La penicilina comenzó a utilizarse de forma masiva en la Segunda Guerra Mundial. Hasta entonces los experimentos con conejos habían demostrado que era aparentemente inocua, pero no se habían podido probar los efectos curativos en las personas. Los bioquímicos Ernst Boris Chain y Howard Walter Florey decidieron retomar la investigación del descubrimiento de Fleming, y en 1939 consiguieron aquello que no logró nunca el científico escocés: purificar la penicilina.


El primer ser humano en ser tratado con penicilina sería Albert Alexander, en el Hospital John Radcliffe de Oxford, el 12 de febrero de 1941. La insuficiente administración del fármaco provocó la muerte de este primer paciente. Chain y Florey no tardaron en irse a los Estados Unidos en vista de los pocos recursos de Gran Bretaña, que por aquel entonces se encontraba sumida en los conflictos bélicos de la Segunda Guerra Mundial. Con la entrada de Estados Unidos en la contienda no se hizo esperar la promoción norteamericana de la penicilina.
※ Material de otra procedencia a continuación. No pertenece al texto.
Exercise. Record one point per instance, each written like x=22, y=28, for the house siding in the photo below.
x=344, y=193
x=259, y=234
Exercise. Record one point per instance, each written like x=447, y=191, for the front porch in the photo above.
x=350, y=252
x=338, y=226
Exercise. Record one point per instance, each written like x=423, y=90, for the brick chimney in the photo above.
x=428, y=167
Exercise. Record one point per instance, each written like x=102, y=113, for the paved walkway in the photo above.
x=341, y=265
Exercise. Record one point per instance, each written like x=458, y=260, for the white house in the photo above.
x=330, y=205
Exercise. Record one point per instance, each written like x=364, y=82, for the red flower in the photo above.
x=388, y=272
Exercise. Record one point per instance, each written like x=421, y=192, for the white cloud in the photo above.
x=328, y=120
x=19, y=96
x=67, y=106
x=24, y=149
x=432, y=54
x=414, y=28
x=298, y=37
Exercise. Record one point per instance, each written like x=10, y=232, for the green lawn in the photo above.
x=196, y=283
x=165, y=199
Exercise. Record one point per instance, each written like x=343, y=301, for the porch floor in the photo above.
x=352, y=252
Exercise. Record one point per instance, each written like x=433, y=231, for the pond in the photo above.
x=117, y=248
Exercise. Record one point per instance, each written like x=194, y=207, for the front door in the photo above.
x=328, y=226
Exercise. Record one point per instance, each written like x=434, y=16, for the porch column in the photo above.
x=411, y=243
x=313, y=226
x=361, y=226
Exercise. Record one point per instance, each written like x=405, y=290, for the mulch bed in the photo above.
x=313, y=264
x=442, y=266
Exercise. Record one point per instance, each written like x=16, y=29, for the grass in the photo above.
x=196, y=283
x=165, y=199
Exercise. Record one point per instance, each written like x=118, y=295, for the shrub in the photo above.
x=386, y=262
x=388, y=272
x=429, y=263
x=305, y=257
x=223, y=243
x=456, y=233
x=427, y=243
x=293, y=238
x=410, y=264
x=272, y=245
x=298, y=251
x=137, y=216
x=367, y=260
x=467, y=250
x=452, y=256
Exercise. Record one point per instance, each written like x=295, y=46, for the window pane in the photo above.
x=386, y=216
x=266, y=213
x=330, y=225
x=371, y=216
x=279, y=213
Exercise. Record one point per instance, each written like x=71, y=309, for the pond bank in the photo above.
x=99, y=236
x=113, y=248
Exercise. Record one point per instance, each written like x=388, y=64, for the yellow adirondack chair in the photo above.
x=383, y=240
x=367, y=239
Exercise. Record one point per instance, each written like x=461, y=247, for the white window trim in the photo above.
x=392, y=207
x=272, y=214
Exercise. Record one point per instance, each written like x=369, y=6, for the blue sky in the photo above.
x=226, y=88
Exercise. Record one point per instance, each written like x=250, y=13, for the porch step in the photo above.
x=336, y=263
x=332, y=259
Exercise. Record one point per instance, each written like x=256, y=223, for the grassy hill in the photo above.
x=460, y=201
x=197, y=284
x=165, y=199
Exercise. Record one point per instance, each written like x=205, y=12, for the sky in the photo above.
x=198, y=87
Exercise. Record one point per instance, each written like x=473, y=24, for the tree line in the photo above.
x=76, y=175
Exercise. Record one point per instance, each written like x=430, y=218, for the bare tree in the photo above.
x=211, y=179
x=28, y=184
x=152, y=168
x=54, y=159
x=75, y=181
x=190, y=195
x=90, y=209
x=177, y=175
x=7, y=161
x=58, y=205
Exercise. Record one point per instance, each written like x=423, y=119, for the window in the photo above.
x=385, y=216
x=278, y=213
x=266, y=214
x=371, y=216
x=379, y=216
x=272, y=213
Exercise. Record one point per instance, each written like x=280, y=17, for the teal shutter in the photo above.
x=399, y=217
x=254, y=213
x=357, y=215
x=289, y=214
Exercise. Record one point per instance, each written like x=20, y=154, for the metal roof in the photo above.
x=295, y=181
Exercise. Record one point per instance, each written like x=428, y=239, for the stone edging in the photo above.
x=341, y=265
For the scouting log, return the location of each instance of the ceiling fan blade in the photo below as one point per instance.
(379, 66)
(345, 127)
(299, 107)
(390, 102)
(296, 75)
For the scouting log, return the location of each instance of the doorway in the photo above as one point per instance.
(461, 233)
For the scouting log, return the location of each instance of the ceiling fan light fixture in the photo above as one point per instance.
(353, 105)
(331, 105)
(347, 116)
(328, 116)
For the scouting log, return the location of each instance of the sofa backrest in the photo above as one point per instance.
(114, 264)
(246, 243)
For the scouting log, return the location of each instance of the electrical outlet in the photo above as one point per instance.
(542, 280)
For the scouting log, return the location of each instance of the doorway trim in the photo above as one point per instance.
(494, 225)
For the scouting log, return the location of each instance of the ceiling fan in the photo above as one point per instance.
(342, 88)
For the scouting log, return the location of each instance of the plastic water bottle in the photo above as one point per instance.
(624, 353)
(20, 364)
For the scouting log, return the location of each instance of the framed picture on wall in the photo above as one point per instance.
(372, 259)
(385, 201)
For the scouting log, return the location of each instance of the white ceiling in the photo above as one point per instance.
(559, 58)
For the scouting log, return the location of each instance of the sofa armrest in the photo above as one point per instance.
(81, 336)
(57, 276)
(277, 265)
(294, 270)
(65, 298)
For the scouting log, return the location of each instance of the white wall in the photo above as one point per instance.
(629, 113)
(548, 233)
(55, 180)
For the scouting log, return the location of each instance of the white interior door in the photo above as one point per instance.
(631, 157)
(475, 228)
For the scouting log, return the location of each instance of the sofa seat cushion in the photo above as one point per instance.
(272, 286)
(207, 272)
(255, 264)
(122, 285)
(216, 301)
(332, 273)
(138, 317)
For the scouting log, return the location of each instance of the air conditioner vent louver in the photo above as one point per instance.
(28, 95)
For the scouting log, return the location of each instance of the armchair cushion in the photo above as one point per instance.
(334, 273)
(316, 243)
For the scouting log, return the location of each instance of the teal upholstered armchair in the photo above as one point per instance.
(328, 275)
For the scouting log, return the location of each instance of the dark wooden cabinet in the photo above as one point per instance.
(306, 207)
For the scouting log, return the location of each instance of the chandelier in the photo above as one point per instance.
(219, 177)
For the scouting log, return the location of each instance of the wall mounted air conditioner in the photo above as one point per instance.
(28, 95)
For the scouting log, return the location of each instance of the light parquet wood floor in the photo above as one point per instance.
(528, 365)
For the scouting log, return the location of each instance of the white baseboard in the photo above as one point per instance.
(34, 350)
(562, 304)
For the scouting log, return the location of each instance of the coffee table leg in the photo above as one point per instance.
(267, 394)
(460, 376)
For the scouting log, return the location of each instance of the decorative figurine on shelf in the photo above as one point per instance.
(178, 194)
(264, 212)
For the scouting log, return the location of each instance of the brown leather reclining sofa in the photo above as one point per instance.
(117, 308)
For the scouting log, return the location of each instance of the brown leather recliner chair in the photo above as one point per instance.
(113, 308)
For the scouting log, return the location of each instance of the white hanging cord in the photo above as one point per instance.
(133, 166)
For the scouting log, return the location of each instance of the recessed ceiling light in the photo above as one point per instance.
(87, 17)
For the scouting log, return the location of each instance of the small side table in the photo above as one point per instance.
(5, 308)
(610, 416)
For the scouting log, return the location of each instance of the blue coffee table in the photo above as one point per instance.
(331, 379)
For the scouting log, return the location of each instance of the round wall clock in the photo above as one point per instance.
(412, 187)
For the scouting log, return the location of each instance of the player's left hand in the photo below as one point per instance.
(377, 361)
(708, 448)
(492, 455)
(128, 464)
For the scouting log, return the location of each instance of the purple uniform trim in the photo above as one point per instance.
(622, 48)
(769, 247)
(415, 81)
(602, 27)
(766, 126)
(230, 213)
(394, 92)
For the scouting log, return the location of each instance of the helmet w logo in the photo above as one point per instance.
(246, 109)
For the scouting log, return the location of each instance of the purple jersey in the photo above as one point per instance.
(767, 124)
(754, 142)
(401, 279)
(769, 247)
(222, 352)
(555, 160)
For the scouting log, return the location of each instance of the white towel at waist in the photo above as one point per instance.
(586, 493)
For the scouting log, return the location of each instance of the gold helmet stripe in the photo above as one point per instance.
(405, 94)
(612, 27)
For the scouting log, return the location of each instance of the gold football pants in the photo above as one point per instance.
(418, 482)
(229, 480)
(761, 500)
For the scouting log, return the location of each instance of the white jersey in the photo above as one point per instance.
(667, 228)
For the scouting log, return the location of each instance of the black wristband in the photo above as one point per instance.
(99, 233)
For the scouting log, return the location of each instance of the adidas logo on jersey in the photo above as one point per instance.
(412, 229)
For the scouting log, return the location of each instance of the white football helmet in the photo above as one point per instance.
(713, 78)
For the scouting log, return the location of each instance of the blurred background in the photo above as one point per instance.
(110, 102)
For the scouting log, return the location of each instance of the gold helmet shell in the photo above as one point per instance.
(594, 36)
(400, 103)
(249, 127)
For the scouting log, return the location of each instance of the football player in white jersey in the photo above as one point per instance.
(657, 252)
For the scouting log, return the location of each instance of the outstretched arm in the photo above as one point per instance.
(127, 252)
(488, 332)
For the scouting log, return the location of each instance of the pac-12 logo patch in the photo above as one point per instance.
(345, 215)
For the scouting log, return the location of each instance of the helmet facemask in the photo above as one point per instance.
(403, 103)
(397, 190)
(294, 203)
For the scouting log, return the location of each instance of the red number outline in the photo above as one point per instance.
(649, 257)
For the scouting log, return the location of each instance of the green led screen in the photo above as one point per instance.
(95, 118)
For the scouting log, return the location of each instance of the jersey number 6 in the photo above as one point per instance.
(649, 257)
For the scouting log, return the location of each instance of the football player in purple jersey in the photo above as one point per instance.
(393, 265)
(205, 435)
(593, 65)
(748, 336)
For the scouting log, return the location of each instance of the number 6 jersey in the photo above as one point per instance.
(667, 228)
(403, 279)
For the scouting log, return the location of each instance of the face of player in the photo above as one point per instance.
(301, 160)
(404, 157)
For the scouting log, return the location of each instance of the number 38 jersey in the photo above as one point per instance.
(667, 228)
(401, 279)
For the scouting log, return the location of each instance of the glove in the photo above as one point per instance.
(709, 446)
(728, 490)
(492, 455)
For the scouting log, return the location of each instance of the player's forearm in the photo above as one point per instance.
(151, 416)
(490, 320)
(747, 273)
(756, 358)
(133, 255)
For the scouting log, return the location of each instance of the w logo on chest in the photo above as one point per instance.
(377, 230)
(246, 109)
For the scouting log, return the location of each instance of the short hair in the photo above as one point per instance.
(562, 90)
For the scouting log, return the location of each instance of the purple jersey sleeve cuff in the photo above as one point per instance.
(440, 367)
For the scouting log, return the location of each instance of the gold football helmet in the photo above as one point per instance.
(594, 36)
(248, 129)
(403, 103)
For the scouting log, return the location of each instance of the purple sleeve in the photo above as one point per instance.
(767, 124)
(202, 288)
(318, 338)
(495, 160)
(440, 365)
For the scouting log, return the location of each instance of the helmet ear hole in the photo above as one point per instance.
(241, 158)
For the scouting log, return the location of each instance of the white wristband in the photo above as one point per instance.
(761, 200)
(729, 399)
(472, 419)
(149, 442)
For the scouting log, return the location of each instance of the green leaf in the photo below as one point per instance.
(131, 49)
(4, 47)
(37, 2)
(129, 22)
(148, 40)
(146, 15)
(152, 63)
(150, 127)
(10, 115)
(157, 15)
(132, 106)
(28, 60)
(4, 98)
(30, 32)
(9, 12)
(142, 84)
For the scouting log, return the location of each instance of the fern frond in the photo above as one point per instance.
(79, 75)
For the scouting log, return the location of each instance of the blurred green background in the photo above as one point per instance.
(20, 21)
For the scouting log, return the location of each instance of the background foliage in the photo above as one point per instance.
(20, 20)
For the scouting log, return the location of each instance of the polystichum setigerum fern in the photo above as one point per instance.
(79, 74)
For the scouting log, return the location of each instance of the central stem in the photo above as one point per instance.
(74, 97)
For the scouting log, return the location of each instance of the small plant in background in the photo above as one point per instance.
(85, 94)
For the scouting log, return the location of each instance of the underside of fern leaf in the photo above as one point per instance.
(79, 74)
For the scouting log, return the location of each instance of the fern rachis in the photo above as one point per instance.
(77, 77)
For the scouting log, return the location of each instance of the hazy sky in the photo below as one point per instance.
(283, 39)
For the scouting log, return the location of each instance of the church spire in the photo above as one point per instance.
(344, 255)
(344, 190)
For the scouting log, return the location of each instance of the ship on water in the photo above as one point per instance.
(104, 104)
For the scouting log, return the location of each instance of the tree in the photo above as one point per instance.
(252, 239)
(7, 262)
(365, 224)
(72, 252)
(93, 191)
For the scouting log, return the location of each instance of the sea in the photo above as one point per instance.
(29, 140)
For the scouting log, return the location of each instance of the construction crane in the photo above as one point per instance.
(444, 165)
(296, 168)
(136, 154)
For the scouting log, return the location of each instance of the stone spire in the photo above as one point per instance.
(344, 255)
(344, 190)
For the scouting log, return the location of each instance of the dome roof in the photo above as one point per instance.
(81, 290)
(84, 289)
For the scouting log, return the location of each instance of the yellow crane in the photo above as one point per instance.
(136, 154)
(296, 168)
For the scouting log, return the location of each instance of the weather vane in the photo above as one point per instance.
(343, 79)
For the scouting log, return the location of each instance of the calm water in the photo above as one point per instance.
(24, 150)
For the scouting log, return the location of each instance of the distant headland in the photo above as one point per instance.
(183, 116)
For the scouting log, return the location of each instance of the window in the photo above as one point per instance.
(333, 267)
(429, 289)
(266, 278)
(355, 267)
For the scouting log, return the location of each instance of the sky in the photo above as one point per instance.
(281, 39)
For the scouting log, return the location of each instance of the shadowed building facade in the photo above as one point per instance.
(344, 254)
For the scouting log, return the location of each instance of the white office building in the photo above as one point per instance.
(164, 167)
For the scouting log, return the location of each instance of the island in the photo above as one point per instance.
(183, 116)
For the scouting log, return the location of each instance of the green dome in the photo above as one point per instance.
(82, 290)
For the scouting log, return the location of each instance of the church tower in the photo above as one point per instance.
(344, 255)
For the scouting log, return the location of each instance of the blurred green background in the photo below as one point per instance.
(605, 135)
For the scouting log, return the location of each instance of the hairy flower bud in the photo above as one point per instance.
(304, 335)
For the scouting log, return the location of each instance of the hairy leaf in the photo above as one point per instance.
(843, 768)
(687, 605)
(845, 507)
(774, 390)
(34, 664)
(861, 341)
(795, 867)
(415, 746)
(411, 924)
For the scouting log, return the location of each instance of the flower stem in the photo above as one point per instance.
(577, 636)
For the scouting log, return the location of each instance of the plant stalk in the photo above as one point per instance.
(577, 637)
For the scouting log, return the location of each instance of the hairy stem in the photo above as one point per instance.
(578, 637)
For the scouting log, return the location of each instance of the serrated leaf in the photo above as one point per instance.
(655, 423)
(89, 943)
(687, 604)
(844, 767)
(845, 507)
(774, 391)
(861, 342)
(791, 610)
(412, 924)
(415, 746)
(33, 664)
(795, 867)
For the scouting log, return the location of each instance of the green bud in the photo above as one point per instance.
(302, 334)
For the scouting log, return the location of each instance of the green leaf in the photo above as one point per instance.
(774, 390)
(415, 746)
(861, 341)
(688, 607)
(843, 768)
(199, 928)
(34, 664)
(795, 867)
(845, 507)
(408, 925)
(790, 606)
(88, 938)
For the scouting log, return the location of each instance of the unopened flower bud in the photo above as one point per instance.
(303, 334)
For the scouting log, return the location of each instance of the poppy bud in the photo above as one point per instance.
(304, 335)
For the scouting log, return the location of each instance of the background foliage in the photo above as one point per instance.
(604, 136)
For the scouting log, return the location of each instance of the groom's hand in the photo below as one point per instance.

Toda la información proveniente de los estudios con la penicilina estaba clasificada con el fin de evitar que cayera en manos de los enemigos; sin embargo, por aquel entonces, los alemanes habían desarrollado las sulfamidas (primeros agentes quimoterapéuticos) de modo que no prestaron gran interés por la penicilina.


A mediados del siglo XIX, morían muchos más soldados a causa de las infecciones que por los ataques bélicos en el campo de batalla. Así pues, la penicilina supuso una revolución cuando, en la Segunda Guerra Mundial, miles de personas se salvaron de una muerte prácticamente segura gracias a aquella “droga milagrosa”. Incluso la revista TIME, en mayo de 1944, sacaría en portada a Alexander Fleming diciendo de este que su medicina salvaría más vidas de las que quitaría la guerra.


La necesidad de curar a los ejércitos impulsó el desarrollo del fármaco. La penicilina, que se administraba a los combatientes como antibiótico profiláctico, consiguió que la gangrena dejara de ser la primera causa de muerte entre los heridos de guerra. Asimismo, logró frenar la epidemia de sífilis, en un momento en el que las enfermedades venéreas estaban a la orden del día en el frente.


No es de extrañar, que pocos meses después de que finalizara la Segunda Guerra Mundial, Fleming recibiera el Premio Nobel de Medicina junto con aquellos que consiguieron producir el medicamento en masa, los científicos Ernst Boris Chain y Howard Walter Florey.


La, hoy octogenaria, penicilina, fruto de la serendipia, se convirtió en un medicamento determinante para preservar a la humanidad de graves infecciones.